There has been no challenge by the early church fathers to Colossians, even heretics like Marcion and Valentinus tried to use the documents. 1st century Ignatius, a disciple of the Apostle John even makes use of the letter. There is a strong church agreement there on from these disciples of the disciples all the way through the church fathers (Even Peter as we’re discussed affirms Paul’s writings as scripture).
Paul’s message was to encourage the church of Colossae and feed them good theology against heretical positions through good, firm, biblical teaching that could all easily be understood through the gospel narratives and/or other letters of Paul. Such a letter, with its discussion about the impact of Christ is as relevant back then as it is today.
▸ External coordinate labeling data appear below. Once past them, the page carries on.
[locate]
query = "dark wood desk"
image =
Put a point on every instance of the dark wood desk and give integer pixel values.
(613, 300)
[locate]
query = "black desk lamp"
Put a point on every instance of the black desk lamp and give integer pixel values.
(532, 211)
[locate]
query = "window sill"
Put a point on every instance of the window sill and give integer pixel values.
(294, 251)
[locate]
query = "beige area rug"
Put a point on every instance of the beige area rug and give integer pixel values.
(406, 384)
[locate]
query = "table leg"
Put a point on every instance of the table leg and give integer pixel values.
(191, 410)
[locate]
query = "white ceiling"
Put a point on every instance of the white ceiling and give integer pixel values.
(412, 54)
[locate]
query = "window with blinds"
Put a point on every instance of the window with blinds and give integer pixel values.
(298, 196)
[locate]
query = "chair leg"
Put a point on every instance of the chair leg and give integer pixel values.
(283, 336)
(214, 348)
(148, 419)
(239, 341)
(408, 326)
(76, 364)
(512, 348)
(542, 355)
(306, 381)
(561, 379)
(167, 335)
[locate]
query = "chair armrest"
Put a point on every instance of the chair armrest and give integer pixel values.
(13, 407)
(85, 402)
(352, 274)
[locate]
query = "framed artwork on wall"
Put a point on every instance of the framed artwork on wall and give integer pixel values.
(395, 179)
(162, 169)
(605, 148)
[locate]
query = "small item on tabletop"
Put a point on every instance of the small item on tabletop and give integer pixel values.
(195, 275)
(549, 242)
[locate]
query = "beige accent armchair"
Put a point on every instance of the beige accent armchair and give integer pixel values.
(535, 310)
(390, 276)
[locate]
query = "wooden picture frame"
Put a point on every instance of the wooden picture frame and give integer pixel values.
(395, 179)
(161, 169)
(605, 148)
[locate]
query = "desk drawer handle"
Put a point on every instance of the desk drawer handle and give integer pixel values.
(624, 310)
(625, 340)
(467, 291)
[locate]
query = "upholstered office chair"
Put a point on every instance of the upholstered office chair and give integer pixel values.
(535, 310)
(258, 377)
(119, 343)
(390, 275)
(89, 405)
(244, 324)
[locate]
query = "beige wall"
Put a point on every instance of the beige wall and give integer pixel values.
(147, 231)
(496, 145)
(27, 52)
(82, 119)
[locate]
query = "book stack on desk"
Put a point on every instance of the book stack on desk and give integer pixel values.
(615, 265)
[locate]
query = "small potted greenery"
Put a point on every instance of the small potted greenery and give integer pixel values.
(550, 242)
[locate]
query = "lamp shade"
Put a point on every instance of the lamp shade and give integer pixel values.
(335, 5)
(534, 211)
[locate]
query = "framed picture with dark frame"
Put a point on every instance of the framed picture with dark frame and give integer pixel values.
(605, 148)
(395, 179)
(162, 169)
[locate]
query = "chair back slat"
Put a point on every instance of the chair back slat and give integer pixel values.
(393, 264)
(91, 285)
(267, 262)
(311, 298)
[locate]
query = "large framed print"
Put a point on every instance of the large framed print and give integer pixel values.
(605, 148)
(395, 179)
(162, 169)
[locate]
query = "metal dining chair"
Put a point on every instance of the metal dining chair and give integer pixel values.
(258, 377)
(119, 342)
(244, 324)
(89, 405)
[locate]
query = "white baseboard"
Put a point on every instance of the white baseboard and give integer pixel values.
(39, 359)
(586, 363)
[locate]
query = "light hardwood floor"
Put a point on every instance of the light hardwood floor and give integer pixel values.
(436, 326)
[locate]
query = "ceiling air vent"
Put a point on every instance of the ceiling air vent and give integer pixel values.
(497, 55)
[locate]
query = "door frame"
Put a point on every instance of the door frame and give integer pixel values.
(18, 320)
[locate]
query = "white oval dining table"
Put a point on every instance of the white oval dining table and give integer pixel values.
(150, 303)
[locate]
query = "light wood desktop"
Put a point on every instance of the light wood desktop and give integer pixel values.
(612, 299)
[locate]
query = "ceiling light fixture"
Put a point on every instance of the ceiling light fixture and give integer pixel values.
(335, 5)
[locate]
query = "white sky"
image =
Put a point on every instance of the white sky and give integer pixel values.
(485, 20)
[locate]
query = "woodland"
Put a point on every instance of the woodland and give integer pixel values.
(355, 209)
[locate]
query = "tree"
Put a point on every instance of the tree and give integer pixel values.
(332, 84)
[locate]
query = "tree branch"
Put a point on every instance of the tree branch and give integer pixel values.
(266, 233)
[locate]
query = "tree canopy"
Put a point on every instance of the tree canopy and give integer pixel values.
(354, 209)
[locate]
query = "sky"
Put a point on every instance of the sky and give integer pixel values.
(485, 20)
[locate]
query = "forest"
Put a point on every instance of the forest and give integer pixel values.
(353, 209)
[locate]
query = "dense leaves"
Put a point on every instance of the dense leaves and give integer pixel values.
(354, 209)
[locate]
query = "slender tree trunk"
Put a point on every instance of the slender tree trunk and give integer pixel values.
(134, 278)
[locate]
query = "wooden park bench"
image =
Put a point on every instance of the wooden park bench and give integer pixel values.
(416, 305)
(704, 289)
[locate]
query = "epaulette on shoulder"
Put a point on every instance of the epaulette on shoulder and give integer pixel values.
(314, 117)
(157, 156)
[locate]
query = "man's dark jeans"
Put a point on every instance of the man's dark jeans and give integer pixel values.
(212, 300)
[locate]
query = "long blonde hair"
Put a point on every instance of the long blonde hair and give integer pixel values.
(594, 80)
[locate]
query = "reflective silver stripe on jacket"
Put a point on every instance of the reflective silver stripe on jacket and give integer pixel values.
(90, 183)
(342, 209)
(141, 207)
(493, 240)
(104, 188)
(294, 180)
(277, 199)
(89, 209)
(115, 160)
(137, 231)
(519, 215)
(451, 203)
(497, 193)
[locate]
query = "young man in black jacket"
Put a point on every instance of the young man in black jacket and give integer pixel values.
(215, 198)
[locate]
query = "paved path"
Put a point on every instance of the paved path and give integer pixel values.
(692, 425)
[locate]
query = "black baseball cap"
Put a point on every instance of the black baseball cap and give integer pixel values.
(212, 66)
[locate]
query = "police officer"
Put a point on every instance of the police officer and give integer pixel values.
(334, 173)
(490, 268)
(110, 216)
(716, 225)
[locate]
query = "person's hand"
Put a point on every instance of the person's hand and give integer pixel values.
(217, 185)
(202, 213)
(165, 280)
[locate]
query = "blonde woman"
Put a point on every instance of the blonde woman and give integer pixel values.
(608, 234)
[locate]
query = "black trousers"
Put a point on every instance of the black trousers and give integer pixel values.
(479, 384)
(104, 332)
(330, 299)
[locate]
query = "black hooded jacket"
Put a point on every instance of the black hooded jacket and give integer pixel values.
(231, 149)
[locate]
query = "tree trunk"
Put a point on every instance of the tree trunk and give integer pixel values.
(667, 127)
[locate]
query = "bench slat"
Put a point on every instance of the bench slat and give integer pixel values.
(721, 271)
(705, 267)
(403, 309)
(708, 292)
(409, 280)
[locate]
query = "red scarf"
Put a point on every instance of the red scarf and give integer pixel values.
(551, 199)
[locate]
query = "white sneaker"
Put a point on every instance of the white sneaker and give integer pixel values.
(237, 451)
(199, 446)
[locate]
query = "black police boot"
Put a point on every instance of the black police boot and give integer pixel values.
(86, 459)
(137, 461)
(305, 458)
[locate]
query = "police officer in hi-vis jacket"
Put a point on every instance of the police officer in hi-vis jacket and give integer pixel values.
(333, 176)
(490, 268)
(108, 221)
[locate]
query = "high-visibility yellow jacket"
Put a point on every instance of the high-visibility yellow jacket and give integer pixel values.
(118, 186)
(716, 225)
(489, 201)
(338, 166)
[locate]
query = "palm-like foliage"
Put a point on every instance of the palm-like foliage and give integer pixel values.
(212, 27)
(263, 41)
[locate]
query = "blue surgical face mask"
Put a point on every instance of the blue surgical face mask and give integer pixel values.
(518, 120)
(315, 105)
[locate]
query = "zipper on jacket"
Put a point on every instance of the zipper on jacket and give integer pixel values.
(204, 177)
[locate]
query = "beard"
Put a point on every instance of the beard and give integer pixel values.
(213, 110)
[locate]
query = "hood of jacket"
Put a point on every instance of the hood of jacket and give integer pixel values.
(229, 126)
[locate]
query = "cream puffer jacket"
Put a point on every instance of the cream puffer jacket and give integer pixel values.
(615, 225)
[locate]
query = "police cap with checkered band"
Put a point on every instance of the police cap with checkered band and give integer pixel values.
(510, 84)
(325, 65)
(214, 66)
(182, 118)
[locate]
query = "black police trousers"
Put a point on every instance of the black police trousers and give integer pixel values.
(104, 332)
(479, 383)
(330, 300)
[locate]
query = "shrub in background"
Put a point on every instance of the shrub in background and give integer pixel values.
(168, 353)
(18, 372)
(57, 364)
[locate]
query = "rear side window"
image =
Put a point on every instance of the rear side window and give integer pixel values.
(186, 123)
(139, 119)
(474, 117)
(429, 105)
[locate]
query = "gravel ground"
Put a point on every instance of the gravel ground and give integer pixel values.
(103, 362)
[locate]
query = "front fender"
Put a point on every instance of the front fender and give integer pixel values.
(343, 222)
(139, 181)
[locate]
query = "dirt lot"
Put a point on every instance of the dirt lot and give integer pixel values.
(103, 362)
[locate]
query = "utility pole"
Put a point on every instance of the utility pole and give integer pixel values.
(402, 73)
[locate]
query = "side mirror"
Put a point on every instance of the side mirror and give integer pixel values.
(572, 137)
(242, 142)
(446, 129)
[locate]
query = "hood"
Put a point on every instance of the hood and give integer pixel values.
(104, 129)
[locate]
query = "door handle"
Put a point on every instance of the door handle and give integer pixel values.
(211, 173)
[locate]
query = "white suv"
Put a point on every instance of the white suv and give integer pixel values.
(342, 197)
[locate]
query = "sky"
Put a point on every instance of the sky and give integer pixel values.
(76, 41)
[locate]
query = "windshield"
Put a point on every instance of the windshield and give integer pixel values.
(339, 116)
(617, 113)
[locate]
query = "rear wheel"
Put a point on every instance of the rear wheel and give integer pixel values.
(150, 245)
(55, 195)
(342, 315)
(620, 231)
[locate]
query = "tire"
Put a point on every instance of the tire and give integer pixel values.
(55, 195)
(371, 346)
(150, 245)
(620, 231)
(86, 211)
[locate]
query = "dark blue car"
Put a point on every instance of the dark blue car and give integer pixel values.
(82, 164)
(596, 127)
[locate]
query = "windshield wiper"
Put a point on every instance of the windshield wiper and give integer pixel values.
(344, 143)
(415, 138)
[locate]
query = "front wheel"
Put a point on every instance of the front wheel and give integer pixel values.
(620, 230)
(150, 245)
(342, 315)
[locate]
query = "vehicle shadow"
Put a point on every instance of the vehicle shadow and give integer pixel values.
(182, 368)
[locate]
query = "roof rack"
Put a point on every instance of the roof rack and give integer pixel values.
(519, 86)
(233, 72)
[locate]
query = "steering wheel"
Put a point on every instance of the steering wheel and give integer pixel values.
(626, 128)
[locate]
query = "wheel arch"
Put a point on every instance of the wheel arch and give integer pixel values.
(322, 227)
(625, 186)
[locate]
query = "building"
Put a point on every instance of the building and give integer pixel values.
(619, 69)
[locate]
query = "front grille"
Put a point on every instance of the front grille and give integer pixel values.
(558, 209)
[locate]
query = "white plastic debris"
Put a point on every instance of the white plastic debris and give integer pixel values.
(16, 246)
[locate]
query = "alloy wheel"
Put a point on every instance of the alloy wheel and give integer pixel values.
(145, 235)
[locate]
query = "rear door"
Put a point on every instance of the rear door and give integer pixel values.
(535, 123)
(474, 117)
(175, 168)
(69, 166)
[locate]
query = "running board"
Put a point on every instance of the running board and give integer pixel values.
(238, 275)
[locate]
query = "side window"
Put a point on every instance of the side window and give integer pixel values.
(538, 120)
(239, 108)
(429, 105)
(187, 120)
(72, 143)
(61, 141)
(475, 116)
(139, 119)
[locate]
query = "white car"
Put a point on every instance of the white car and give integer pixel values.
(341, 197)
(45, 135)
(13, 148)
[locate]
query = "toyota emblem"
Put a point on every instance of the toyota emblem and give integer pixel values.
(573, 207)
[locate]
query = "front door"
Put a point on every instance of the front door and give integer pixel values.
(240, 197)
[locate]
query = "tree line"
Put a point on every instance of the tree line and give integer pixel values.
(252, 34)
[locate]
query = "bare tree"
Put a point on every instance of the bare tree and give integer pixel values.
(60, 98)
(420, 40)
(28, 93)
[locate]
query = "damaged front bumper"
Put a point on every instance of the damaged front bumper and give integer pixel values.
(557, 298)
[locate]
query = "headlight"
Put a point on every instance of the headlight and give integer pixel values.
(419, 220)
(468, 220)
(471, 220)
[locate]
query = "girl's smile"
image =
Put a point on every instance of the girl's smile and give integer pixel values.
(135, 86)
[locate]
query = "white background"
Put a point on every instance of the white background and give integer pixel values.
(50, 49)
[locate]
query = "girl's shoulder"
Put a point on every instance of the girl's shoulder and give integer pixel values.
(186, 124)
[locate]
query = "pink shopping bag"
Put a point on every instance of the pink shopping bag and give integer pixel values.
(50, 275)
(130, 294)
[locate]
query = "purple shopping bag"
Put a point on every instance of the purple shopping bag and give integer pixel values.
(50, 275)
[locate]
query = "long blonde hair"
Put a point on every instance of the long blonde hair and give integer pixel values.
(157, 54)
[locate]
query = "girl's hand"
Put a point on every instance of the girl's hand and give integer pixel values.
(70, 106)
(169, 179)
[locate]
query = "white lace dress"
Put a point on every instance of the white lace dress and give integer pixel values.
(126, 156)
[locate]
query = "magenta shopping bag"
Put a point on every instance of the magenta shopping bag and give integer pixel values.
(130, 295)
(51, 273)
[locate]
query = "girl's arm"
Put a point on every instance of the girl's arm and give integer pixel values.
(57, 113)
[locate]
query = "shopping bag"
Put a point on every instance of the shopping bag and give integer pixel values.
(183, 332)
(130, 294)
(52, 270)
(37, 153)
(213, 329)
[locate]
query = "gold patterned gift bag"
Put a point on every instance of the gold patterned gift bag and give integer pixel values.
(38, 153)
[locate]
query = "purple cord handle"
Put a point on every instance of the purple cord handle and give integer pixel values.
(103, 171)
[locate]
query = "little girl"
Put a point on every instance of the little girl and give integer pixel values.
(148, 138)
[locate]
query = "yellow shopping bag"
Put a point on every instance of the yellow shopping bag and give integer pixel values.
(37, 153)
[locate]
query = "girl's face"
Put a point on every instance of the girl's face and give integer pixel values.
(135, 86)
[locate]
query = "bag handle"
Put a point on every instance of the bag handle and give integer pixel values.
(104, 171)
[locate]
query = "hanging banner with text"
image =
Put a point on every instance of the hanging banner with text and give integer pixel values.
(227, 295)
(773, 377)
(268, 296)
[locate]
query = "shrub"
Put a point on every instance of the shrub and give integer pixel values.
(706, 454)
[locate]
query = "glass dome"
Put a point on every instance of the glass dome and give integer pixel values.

Paul is called by God (Acts 9), claims in many of his letters to be sent as an Apostle for Christ Jesus (Romans 1 for example). He has the mandate also of the Apostles (Galatians 1:17 – 2:6; 2 Peter 3:15-17) and is considered by the church Canonical, with it being in all the Christian lists of New Testament books. They could additionally as with all New Testament books recognise the ring of truth within that shows the readers of the text that it is inspired. Galatians falls into this bracket. Paul claims clearly at the beginning of his letter that the truth he receives is not from man but from Jesus Christ and God the Father and that he is sent on his behalf (Galatians 1:1). If Paul is the author, it is an inspired work. However, the church seems to attribute this work as canon as is often with scripture that has the ring of truth which goes with all other factors hand in hand.